Smuts ran for President of the Union of South Africa opposing Apartheid—and lost: “As Prime Minister, he opposed a majority of Afrikaners who wished to continue and further the de facto Apartheid of the inter-war years. After the Second World War, he established and supported the Fagan Commission, which advocated the abandonment of all segregation in South Africa. However, Smuts lost the 1948 general election before he could implement the suggestion, and died in 1950, just as de jure Apartheid was being implemented.” 

By arguing that Churchill in the early 1900s should have “stood up for the non-racial franchise” (thus blowing apart the fragile peace that Britain had just negotiated with the Boers, who still ran the country), Mr. Dowden committed what William Manchester called “generational chauvinism”: judging the actions of our forebears by the standards in place today.

What is perhaps more interesting than the facts Mr. Dowden reveals are those he ignores: that Churchill engaged in arguments on behalf of native Africans as early as 1899, when he was taken prisoner by the Boers following the famous attack on the armoured train, in which Churchill was traveling and tried to defend. The following is from Churchill’s book, London to Ladysmith via Pretoria (1900), reprinted in The Boer War (New York: Norton, 1990, 60-61):

[Boer captor:] “Well, is it right that a dirty Kaffir should walk on the pavement—without a pass too? That’s what they do in your British Colonies. Brother! Equal! Ugh! Free! Not a bit. We know how to treat Kaffirs in this country. Fancy letting the black filth walk on the pavement!….Educate a Kaffir! Ah, that’s you English all over. No, no, old chappie. We educate ’em with a stick. Treat ’em with humanity and consideration—I like that. They were put here by the God Almighty to work for us. We’ll stand no damned nonsense from them. We’ll keep them in their proper places.”

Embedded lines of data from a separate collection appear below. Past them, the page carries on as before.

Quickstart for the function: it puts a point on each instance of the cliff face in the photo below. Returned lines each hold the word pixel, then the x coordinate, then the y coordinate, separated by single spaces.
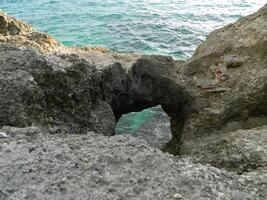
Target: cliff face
pixel 212 100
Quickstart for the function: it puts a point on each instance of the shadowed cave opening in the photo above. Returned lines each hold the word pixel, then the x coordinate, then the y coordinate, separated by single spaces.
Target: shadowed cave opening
pixel 152 125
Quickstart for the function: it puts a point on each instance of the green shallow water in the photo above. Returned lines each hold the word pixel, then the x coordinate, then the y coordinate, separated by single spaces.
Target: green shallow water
pixel 168 27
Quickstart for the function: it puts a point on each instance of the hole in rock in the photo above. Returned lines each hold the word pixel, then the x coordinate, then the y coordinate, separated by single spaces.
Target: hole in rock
pixel 152 125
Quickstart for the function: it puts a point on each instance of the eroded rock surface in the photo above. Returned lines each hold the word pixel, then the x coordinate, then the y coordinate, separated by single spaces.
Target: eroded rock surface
pixel 229 79
pixel 215 101
pixel 121 167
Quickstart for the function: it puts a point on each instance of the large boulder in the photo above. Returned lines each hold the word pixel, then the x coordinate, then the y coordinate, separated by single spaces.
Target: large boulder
pixel 57 93
pixel 228 82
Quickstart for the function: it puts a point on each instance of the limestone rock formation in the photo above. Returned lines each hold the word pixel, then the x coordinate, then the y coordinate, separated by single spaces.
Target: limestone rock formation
pixel 121 167
pixel 229 79
pixel 216 101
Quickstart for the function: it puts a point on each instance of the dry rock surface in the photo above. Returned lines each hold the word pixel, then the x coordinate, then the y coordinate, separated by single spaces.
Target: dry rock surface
pixel 59 106
pixel 97 167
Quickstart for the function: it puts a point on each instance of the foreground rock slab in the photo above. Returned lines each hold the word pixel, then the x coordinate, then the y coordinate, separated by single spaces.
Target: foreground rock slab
pixel 98 167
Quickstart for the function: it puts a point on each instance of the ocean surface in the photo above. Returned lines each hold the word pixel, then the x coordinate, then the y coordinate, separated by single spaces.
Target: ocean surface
pixel 168 27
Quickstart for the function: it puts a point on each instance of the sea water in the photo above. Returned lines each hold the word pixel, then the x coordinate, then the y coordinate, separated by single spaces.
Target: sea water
pixel 167 27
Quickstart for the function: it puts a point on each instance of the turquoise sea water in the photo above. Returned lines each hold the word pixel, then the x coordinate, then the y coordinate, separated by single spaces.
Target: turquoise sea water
pixel 169 27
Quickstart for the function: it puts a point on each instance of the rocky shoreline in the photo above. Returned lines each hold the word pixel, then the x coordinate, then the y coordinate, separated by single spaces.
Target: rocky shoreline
pixel 59 107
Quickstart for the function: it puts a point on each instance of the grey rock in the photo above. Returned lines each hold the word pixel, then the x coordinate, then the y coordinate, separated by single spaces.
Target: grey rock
pixel 96 167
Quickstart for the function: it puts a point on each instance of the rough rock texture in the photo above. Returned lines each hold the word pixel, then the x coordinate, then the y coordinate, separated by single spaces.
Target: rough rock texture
pixel 58 93
pixel 213 100
pixel 120 167
pixel 241 151
pixel 229 88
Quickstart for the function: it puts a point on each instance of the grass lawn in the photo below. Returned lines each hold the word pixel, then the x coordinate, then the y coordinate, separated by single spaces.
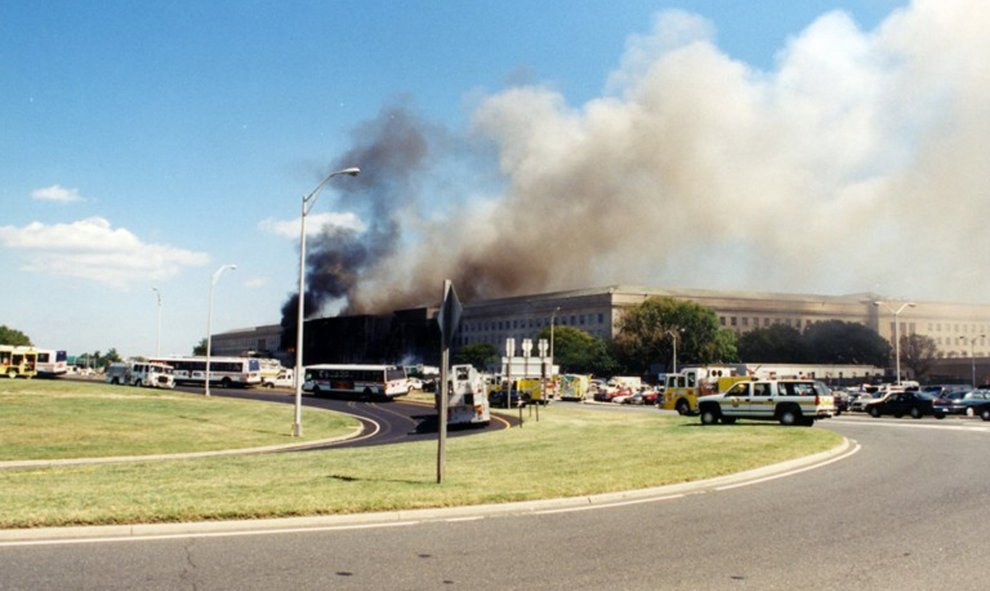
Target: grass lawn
pixel 55 419
pixel 571 451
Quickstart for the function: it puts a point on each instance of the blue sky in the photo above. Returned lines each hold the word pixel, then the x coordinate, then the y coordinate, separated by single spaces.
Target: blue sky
pixel 146 144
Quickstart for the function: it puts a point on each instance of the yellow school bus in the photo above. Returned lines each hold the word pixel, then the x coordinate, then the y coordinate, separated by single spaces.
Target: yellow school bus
pixel 18 362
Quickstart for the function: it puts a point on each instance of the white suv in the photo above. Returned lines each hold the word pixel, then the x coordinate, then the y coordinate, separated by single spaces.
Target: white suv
pixel 792 402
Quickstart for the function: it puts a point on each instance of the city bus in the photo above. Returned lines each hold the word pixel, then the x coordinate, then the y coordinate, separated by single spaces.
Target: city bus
pixel 227 372
pixel 18 362
pixel 51 363
pixel 366 381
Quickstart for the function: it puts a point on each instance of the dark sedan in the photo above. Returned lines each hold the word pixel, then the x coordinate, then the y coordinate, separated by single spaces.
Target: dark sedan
pixel 916 404
pixel 963 403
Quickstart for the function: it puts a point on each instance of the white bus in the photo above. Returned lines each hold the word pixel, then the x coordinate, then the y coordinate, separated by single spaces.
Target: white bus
pixel 367 381
pixel 467 403
pixel 227 372
pixel 140 374
pixel 51 363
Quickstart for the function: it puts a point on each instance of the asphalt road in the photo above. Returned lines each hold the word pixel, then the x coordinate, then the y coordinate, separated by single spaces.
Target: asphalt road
pixel 386 422
pixel 905 512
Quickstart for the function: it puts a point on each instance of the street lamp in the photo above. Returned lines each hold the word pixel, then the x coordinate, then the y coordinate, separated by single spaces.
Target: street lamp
pixel 897 332
pixel 673 335
pixel 553 321
pixel 307 204
pixel 972 355
pixel 158 335
pixel 209 322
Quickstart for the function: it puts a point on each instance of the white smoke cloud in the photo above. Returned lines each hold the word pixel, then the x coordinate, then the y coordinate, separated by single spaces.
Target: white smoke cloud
pixel 57 193
pixel 315 223
pixel 859 162
pixel 93 250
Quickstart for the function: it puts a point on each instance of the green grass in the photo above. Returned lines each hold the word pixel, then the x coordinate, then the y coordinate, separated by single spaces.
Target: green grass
pixel 61 419
pixel 571 451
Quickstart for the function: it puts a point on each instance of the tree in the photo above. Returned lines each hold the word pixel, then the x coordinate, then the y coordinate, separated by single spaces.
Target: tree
pixel 644 334
pixel 778 343
pixel 10 336
pixel 480 355
pixel 918 352
pixel 835 341
pixel 576 351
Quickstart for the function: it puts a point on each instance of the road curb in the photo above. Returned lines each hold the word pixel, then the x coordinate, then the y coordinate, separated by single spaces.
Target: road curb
pixel 21 464
pixel 408 517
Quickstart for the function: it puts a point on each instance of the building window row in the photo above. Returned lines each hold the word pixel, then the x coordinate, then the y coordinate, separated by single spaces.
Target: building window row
pixel 533 323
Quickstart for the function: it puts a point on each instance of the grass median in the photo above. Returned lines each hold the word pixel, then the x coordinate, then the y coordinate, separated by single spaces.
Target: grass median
pixel 58 419
pixel 572 451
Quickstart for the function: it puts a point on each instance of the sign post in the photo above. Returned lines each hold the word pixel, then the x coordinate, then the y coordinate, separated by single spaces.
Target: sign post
pixel 510 352
pixel 449 318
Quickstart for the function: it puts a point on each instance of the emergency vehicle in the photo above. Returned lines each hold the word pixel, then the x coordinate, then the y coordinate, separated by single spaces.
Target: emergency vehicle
pixel 467 403
pixel 682 390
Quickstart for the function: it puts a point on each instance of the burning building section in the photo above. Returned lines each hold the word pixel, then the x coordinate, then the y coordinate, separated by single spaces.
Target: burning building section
pixel 693 169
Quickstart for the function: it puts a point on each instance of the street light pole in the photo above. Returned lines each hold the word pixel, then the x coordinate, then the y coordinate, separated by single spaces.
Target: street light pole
pixel 897 332
pixel 209 323
pixel 307 204
pixel 553 321
pixel 673 336
pixel 158 335
pixel 972 355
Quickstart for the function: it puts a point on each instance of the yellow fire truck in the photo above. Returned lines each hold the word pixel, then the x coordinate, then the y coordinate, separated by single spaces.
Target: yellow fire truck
pixel 682 389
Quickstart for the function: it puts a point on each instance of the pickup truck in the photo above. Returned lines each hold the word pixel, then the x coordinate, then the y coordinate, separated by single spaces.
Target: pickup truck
pixel 792 402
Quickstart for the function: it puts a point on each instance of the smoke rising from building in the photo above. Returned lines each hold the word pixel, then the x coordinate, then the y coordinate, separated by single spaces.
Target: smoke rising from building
pixel 859 162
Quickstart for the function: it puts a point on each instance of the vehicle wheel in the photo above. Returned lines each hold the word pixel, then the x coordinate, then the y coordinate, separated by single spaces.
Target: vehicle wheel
pixel 789 417
pixel 709 416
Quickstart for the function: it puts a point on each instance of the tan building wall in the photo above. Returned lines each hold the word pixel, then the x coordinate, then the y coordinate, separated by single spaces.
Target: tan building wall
pixel 954 327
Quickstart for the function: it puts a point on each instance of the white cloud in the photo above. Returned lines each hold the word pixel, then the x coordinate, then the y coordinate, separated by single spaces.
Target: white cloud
pixel 315 223
pixel 57 193
pixel 256 282
pixel 93 250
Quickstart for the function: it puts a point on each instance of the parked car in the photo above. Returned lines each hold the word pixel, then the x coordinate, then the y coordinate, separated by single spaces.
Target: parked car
pixel 982 410
pixel 651 396
pixel 898 404
pixel 496 398
pixel 962 403
pixel 619 395
pixel 842 401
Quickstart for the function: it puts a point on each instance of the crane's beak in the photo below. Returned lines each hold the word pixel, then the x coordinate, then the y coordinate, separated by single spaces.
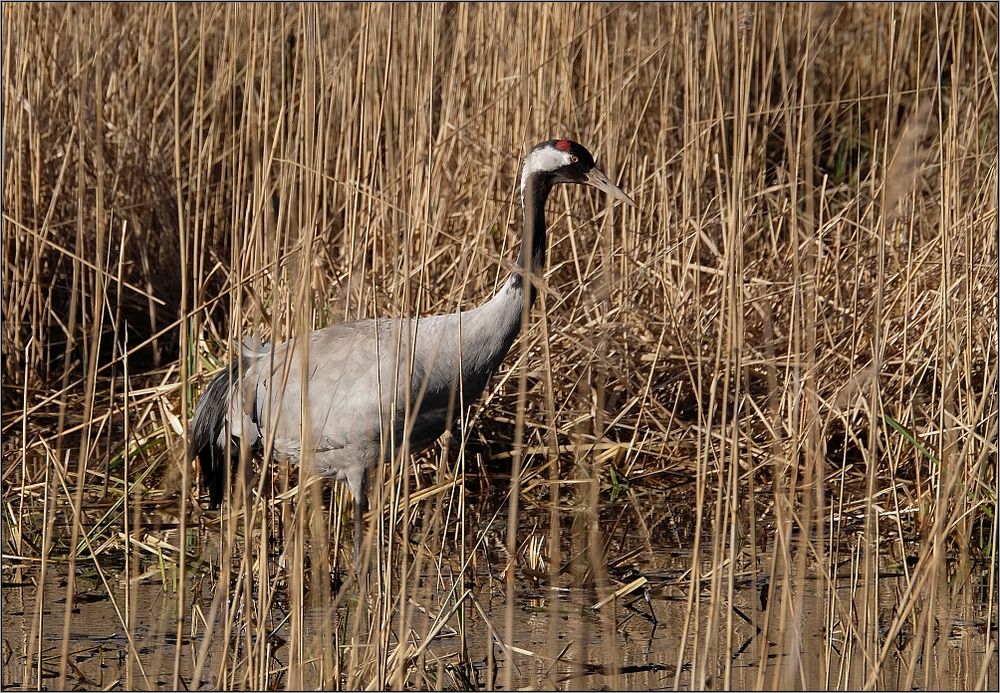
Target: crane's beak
pixel 601 182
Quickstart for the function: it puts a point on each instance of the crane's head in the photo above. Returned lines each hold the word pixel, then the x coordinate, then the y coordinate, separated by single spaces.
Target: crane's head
pixel 565 161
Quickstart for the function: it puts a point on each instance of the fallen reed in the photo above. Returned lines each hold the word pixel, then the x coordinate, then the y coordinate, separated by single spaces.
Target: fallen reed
pixel 782 365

[Churchill:] “Probing at random I had touched a very sensitive nerve. We had got down from underneath the political and reached the social. What is the true and original root of Dutch aversion to British rule? It is not Slagter’s Nek, nor Broomplatz, nor Majuba, nor the Jameson Raid. Those incidents only fostered its growth. It is the abiding fear and hatred of the movement that seeks to place the native on a level with the white man. British government is associated in the Boer farmers mind with violent social revolution. Black is to be proclaimed the same as white. The servant is to be raised against the master; the Kaffir is to be declared the brother of the European, to be constituted his legal equal, to be armed with political rights. The dominant race is to be deprived of their superiority; nor is a tigress robbed of her cubs more furious than is the Boer at this prospect.”

Such a remark by a Victorian Englishman 108 years ago is an stonishing commentary on Churchill’s enlightened views about race at a time when few of his society shared them. Perhaps this is why, when Nelson Mandela was about to address the United States Congress, he asked us for a copy of a Churchill speech to that body—for Mandela, you see, is a also a Churchillophile. You can look it up!

None of the foregoing is to whitewash the record, or to deny, for instance, that Churchill’s Victorian attitudes toward native Africans were other than paternalistic, typical of the most enlightened thinkers of his own time. But the key to understanding Churchill is the single word “Liberty”—of which he remained a consistent advocate.

In early World War II Eric Seal, one of the Prime Minister’s private secretaries, remarked that he “intensely disliked, and reacted violently against all attempts to regiment and dictate opinion….He demanded for himself freedom to follow his own star, and he stood out for a like liberty for all men….”

In that respect at least Mr. Dowden is correct. Mandela’s statue will indeed have a lot to say to Churchill’s.